Barbados: History and Food

Submitted By Jacqueline Warner on the 2017 winter session program in Barbados sponsored by the Department of Human Development and Family Studies…

Today was all about learning about the culture in Barbados, which is more complex than I had ever imagined.  We had a meeting with Ian Walcott Skinner who is a cultural advocate who works on the island. He gave us a brief synopsis of the history and the culture of the island. I’m going to literally copy and paste the following from my notes so I have everything important that we learned: Skinner’s definition of culture, “culture is the implicit and explicit behavior of the people that happens in a particular space or spaces over a period of time”. To understand culture you have to look at the background and history of a place. Before 1500 there were natives who came from what is now South America called the arrilacks and the caribs. We get the name Caribbean as a combination of arrilack and carib. Barbados was named after the Portuguese who discovered it and called it Os Barbados, meaning bearded man, because of the bearded fig trees all over the island. The Portuguese were the first Europeans to arrive on the island and eventually the British came to colonize the island and use it as a place to grow valuable sugarcane. On August 1st 1838, the slaves were emancipated and this date is now celebrated as “crop over festival”. After the emancipation, however, former slaves and their descendants were forced to live on the rocky coast and work on former plantations for little money as part of a system similar to share-cropping in the United Sates. This did not end until after Barbados gained its freedom in 1966. The crop over festival that I mentioned earlier was created as a celebration of the slaves after all of the crops were harvested and their hard work was done, the masters allowed them a few days to drink and celebrate. This celebration continues today and includes their independence day as it occurs at the end of July and beginning of August. Bajans struggled to find their own kind of culture and celebrations after their freedom from the UK because most of their culture was either British or African. Today, crop over remains as one of the first cultural events that they had after their freedom and Bajans continue to form their own culture.

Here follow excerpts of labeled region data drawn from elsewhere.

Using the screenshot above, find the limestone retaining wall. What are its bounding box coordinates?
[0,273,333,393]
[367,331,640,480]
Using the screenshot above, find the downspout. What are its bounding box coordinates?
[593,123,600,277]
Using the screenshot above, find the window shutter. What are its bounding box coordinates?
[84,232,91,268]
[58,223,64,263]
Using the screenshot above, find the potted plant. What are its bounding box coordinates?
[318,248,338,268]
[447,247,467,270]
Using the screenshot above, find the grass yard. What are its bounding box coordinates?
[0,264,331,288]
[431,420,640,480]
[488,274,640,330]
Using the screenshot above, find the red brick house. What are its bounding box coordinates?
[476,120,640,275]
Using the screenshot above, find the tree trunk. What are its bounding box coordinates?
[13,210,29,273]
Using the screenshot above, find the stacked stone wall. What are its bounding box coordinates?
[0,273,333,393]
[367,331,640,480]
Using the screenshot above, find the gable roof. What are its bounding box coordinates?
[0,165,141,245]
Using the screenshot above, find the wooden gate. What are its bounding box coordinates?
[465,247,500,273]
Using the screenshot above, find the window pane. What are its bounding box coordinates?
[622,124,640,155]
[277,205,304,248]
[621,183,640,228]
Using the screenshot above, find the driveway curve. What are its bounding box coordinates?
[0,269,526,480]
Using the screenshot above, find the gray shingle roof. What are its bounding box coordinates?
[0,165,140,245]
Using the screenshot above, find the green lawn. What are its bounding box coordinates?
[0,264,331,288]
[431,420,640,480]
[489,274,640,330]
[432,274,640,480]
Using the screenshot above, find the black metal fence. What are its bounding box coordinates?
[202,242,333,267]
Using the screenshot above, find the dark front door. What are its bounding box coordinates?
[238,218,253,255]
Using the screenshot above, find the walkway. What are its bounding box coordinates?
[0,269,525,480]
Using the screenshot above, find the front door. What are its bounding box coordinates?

One important part of the culture today is the landscape of the island and how homes are built. The grand plantations and large churches, as well as many modern and newer buildings like hotels, were made of limestone and coral bricks that were available on the island. The smaller homes that most slaves lived in were called Chattel homes. Slaves made these out of wood and they are able to be distinguished today by their windows that fold up and down. These homes were built specifically to withstand hurricanes, but also to be taken apart and carried from plantation to plantation. If the work was not good at one plantation, a slave might pick up their house and move somewhere better. These homes can still be found on the island, and many people still live in them although they have been cemented to the ground and they have been improved upon. One cool thing about these houses is that they do not need AC because of the design of the windows, air moves in and out easily.

Chattell House

Much of the food on the island is also related to culture. Fish is a large market on the island, especially for tourists, and many people eat that and chicken, lamb or goat. These are all things that can be grown on the island, as well as many fruits found on the island. This comes from slave times because slaves often ate what they could and what they found around the island. Slaves also were given the worst parts of the animals, especially pigs, such as tongues, stomachs and ears. In Barbadian culture today, these parts of the animal are considered delicacies. One other very popular dish that I am very fond of myself, is macaroni pie. This comes from housekeepers making easy dishes for their masters or owners and then adding more cheese and spices to eat it themselves. Everywhere on the island, the macaroni pie is a little bit different according to family recipe, the way the chef likes to eat it or just how they like to make it.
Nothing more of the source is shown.